The result is a generation whose members are often afraid to talk to one another, especially about anything that might be upsetting or offensive. If everyone must be emotionally safe at all times, a free discussion of ideas is inherently dangerous. Opposing viewpoints can’t just be argued against; they have to be shut down, because merely hearing them can cause harm.
She adds,
Members of iGen are also taking longer to grow up. As I found in analyzing seven large national surveys of teens, today’s adolescents are less likely to drive, drink, work, date, go out and have sex than were teens just 10 years ago. Today’s 18-year-olds look like 15-year-olds used to. They don’t reach adulthood too early, but they also lack experience with independence and decision-making.

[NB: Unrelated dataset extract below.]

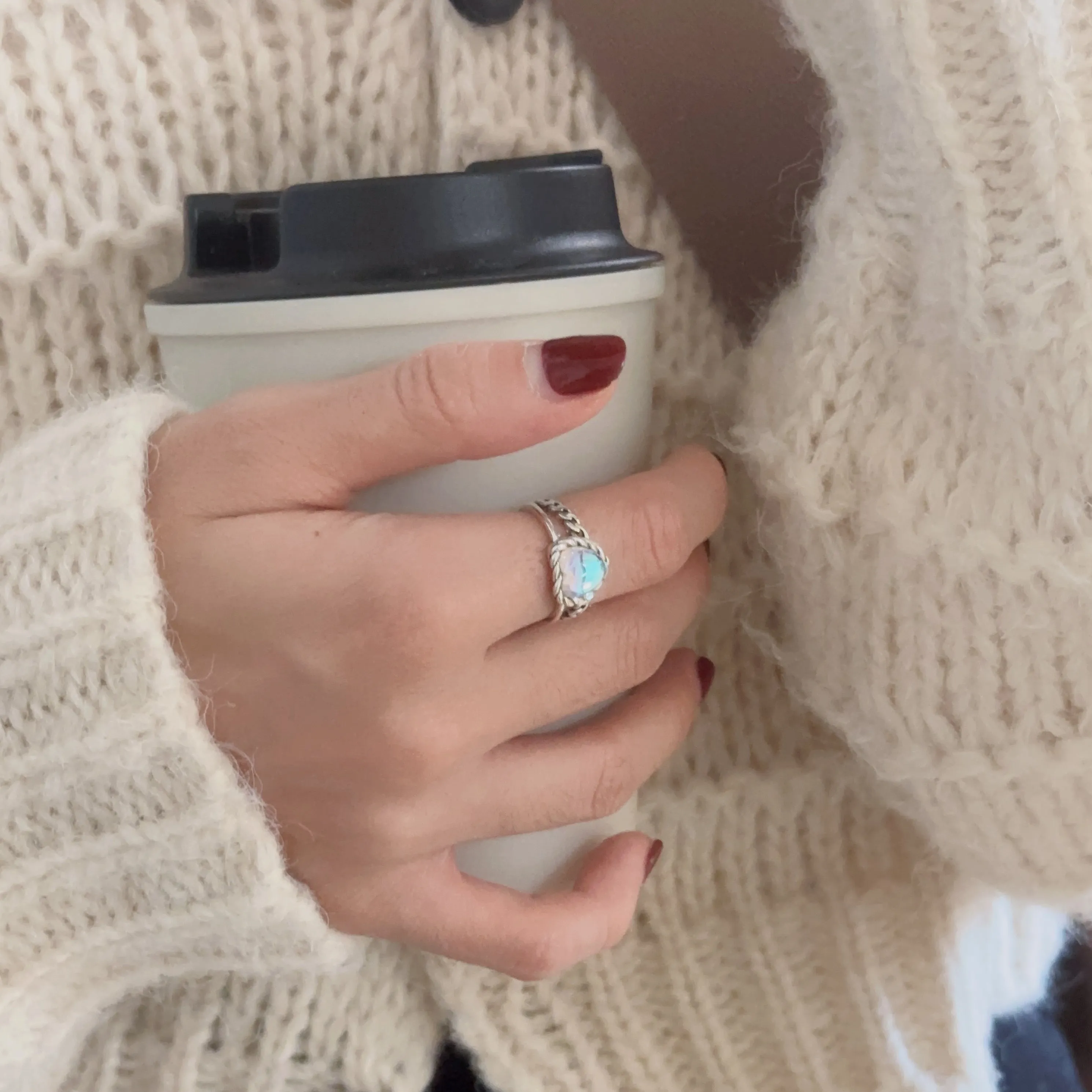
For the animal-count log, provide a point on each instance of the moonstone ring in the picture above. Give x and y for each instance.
(578, 566)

Her book is out, but I have yet to read it. The reviews have been mixed. Tyler calls it new and excellent.
Jonathan Haidt does not mention Twenge in this interview, but his observations parallel hers.

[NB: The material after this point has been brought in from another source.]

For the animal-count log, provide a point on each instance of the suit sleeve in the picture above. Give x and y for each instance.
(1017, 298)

Haidt believes there is a mental-health crisis on campus: ‘I have never seen such rapid increase in indicators of anxiety and depression as we have seen in the past few years’, he says.
The interesting brief interview with Haidt includes this:
‘Kids need conflict, insult, exclusion – they need to experience these things thousands of times when they’re young in order to develop into psychologically mature adults. Every adult has to learn to handle these things and not get upset, especially by minor instances. But in the name of protecting our children we have deprived them of the unsupervised time they need to learn how to navigate conflict among themselves. That is one of the main reasons why kids and even college students today find words, ideas and social situations more intolerable than those same words, ideas and situations would have been for previous generations of students.’
The problem I have with this is conflict, insult, and exclusion are signs of immaturity than maturity and ways of shutting down real communication and learning to ignore them may not be the path to maturity but to callused immaturity insulated from the real world, much like politics as we know it.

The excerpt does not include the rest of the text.